黒い短髪と黒い瞳のどこにでもいるような普通の男だった。


「この通り、どうだ? イケメンだろ?」

「いえ、そんなに……。わたくしのお兄様の方が五千倍イケメンかと」


 メリアは真顔で答える。


「あー……とりあえず、ブラコンなのはよく分かった」

「ちょっと、ふざけてる暇があったら! さっさとリリーちゃんの援護しなさいよ!」

「へぇへぇ……人づかいが荒いこって……だけどまあ、その辺は安心してくれ」


 ワイトはすぐさま細身の剣に手をかけると、剣が淡く発光する。


「さて、反撃開始と行きますか――――<雷脚>」


 ワイトの足元から雷光が迸ると、姿が瞬く間に消失。

次に姿を現したのはアスモデウスの背後であった。

そのまま何の躊躇もなく斬りかかる。


「なっ……!」


 だが、殺気を感じ取ったアスモデウスによって、すんでのところで気付かれる。

急に出現したワイトに驚きを隠せない様子だったが、急接近に対応するため、リリーのシールドを破壊すべく放出していた球体を解除。

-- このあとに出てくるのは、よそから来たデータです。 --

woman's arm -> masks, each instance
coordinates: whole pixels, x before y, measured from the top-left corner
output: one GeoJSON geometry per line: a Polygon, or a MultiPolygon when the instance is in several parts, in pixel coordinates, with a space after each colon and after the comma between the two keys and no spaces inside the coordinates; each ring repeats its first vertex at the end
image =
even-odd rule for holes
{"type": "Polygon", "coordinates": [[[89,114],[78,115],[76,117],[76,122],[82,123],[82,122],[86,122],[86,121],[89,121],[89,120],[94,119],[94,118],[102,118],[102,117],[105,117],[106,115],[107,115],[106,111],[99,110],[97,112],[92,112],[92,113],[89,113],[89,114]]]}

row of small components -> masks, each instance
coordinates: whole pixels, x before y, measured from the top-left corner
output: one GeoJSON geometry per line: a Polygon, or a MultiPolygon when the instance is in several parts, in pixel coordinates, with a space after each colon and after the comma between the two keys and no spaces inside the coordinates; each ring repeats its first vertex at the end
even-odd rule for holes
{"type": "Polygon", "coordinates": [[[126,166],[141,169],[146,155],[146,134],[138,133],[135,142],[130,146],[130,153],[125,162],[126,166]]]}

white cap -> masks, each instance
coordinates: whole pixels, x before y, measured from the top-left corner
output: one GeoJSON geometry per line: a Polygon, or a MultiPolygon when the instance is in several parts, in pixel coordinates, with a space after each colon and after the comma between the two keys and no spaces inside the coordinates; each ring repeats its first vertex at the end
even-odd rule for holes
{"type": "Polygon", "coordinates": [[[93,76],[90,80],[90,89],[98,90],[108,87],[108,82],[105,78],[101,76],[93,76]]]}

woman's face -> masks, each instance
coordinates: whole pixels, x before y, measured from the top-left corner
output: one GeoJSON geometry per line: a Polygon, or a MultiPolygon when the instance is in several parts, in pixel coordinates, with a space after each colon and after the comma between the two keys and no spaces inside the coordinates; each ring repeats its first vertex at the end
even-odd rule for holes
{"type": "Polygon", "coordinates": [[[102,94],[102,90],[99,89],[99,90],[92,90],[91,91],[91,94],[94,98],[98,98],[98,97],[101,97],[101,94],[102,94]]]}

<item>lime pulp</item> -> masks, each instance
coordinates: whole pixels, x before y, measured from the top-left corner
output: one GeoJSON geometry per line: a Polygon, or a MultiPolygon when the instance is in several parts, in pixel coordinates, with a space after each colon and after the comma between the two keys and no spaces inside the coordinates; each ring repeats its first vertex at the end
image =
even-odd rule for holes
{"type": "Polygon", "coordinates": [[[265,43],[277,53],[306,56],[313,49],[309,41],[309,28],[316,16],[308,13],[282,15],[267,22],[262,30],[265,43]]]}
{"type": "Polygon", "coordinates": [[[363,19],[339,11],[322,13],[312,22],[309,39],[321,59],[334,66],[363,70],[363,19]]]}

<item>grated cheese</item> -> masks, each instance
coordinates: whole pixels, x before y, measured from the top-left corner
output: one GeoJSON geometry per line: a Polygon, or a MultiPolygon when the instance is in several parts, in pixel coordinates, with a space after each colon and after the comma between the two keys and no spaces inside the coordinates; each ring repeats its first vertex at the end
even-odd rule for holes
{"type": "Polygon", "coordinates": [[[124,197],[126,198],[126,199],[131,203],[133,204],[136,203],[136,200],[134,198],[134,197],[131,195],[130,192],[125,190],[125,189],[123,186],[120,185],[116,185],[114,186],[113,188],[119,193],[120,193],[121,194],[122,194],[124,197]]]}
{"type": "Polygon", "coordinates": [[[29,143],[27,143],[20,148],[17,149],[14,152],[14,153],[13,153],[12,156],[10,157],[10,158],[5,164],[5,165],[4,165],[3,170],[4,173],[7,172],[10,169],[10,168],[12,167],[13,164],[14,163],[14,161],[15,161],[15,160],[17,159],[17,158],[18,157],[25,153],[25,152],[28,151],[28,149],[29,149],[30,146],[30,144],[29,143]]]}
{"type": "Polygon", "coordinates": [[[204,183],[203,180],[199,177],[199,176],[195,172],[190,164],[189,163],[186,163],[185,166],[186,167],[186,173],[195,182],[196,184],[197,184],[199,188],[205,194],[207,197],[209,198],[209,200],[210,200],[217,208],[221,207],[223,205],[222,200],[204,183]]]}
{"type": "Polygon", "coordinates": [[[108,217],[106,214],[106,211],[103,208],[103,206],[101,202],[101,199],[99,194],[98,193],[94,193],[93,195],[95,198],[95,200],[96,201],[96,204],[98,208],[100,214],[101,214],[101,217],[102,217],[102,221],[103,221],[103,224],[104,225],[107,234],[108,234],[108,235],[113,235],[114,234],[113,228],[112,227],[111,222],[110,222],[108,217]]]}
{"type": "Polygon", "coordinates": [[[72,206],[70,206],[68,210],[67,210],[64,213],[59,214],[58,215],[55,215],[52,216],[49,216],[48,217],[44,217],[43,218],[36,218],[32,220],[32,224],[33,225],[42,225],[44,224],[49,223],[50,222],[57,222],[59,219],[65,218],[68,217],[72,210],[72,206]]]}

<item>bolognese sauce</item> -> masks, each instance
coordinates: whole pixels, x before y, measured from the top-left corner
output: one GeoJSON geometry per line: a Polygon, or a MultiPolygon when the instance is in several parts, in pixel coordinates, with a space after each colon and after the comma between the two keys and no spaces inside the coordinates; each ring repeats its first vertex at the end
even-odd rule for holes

続け様に手元の空間から黒い剣を出現させ、急襲に対応した。


「いきなりはさすがに焦りましたがね……! お前は大した存在じゃない!」


 ワイトの両側面の空間にぽっかりとした穴が出現したかと思うとそこから二本の大鎌が放出された。

三方向による攻撃。

左右には大鎌、前には剣。


 ワイトを痛め付けることだけを考えていたアスモデウスだったが、ここに来て初めて致命傷を追わせる一撃を見舞いしようとしていた。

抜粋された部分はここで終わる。